WindowsからのLinuxダンプ解析
Linuxで生成されたダンプファイルは、同じシステム上で分析するだけでなく、Visual Studio、WinDbg、dotnet-dumpなどのツールを使用してWindowsから開くこともできます。その機能は様々です。
- Visual Studioの: 混合したダンプを清掃できます ネイティブコードとマネージドコード非常にユーザーフレンドリーなグラフィカルインターフェースを備えています。 Visual Studio のメモリダンプのデバッグ.
- WinDbgユーザーダンプの高度なサポート、以下を含む Linuxダンプ Windowsと同様のワークフローです。Linux x64またはArm64環境からのダンプにはWinDbgのx64バージョンを使用し、x86ダンプにはx86バージョンを使用する必要があります。
- ドットネットダンプ Windowsの場合:Linuxと同じように使用し、
dotnet-dump analyzeダンプのアーキテクチャに応じて、ツールの x64 バージョンまたは x86 バージョンを選択してください。
CPUとメモリの高使用率の専門的な診断
Linuxにおけるメモリクリーンアップは、特定のツール以外にも、無秩序な操作を避けるために構造化されたワークフローを伴うのが一般的です。サーバーにおける実用的な手順は以下のとおりです。

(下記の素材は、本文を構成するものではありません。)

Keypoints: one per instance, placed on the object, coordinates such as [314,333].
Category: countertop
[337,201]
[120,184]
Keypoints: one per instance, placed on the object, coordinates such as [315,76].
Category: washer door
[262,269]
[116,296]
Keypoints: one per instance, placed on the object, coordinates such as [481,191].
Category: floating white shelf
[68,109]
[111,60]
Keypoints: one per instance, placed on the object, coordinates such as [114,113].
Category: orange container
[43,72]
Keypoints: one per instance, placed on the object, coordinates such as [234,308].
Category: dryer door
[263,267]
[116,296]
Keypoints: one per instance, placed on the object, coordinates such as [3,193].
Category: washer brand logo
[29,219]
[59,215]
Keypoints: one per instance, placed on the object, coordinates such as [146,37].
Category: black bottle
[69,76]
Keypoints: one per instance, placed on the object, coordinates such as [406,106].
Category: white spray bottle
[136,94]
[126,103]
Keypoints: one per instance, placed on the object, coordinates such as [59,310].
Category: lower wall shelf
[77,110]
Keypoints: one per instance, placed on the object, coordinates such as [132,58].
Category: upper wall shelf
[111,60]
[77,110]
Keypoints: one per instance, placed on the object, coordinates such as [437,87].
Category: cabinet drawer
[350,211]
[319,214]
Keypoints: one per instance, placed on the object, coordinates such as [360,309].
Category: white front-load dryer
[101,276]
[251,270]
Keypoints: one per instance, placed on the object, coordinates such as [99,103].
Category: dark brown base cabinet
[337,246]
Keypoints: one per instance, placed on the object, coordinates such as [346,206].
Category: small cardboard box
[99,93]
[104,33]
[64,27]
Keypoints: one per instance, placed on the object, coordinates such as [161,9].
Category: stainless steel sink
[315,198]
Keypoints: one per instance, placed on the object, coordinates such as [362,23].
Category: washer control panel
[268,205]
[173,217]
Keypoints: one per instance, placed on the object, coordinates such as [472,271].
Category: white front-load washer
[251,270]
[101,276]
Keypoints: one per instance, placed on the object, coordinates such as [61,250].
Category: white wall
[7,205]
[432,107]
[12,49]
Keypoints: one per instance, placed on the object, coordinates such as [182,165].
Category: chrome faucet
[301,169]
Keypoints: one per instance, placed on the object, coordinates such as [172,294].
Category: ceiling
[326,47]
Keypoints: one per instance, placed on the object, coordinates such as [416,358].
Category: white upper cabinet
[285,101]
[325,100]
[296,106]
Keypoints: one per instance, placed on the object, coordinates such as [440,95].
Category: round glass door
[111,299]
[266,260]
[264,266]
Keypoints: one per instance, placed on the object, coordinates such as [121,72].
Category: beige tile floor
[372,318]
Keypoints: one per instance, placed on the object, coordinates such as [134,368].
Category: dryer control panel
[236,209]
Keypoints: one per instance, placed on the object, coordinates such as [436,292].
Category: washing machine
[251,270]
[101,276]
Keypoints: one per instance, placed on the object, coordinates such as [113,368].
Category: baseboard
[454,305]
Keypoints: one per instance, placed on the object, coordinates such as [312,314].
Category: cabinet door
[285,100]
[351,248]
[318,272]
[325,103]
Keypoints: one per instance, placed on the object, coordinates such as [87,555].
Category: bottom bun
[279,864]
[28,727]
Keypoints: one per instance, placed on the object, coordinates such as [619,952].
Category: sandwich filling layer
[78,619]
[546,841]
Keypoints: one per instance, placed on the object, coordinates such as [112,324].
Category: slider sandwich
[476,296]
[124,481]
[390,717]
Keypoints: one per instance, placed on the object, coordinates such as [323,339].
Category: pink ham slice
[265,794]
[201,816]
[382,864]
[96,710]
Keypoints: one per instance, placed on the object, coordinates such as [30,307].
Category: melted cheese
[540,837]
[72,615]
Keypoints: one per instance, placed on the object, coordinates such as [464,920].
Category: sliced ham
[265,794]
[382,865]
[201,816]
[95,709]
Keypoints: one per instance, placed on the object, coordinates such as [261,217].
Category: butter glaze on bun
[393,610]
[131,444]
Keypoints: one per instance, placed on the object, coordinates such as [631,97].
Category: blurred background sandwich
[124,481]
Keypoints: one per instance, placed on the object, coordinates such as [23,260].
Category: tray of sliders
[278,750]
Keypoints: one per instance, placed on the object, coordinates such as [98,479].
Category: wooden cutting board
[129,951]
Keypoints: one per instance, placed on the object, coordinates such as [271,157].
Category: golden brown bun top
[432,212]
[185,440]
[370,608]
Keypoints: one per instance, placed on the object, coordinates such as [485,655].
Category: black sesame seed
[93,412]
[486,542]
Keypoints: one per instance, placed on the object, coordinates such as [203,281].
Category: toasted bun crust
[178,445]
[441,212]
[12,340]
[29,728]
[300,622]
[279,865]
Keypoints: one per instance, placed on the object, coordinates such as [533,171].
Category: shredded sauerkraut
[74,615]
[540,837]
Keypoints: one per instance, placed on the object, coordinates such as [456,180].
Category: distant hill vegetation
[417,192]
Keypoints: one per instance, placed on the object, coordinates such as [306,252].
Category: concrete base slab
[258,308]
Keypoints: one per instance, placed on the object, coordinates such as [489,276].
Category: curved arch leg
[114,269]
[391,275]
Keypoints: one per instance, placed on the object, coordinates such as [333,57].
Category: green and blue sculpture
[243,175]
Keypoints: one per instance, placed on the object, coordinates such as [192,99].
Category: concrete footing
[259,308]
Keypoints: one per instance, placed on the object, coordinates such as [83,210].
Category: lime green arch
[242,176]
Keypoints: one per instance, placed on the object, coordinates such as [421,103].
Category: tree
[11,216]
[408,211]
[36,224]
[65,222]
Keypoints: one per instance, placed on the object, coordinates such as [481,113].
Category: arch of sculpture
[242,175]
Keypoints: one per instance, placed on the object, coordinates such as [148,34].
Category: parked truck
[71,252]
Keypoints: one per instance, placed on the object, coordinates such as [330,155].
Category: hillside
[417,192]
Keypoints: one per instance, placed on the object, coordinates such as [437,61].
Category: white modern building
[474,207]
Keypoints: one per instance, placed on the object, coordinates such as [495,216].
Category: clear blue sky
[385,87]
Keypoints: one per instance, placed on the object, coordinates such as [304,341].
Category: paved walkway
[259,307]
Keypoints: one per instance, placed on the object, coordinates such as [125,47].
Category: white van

- 見る top 疑わしい読み込みパターンとプロセスを検出します。
- 確認する ps CPU とメモリを最も多く使用するプロセス。
- 消費が論理的であるか (コンパイル、バッチ、インデックス)、または異常な動作の可能性があるかどうかを確認します。
- スレッドを分析する トップ -H -p PID マルチスレッドプロセスの場合。
- レビューする サービスログ journalctl または tail を使用します。
- 問題が本当に CPU に関連しているのか、それとも隠れているのかを確認します... ディスクI/O iostat を使用します。
ボトルネックがCPUにあるのかディスクにあるのかを判断するには、iostat -xz 1 3が非常に役立ちます。topで高い %waとともに、ディスクの使用率が高く、待ち時間が長い場合、問題はおそらく CPU ではなくストレージにあります。
このワークフローを適用すると、次のようなケースの診断が容易になります。
- ボットまたは悪意のあるトラフィック php-fpm プロセスをトリガーし、Web サーバーに過負荷をかけます。
- Un 無限ループ内のスレッドを持つ Java マイクロサービス コア全体を消費します。
- CPU依存に見えるが実際には ディスクを待ってロックされています ループの各反復で。
システムツール(ps、top、vmstat、free)、デバッガ(GDB、LLDB、dotnet-dump)、メモリアナライザー(Valgrind)、ネットワークコマンド、ディスクコマンドを組み合わせることで、Linuxにおけるメモリやパフォーマンスの問題がブラックボックスではなくなり、適切な方法と忍耐力があれば、かなりの精度で特定し修正できるような作業方法を構築できます。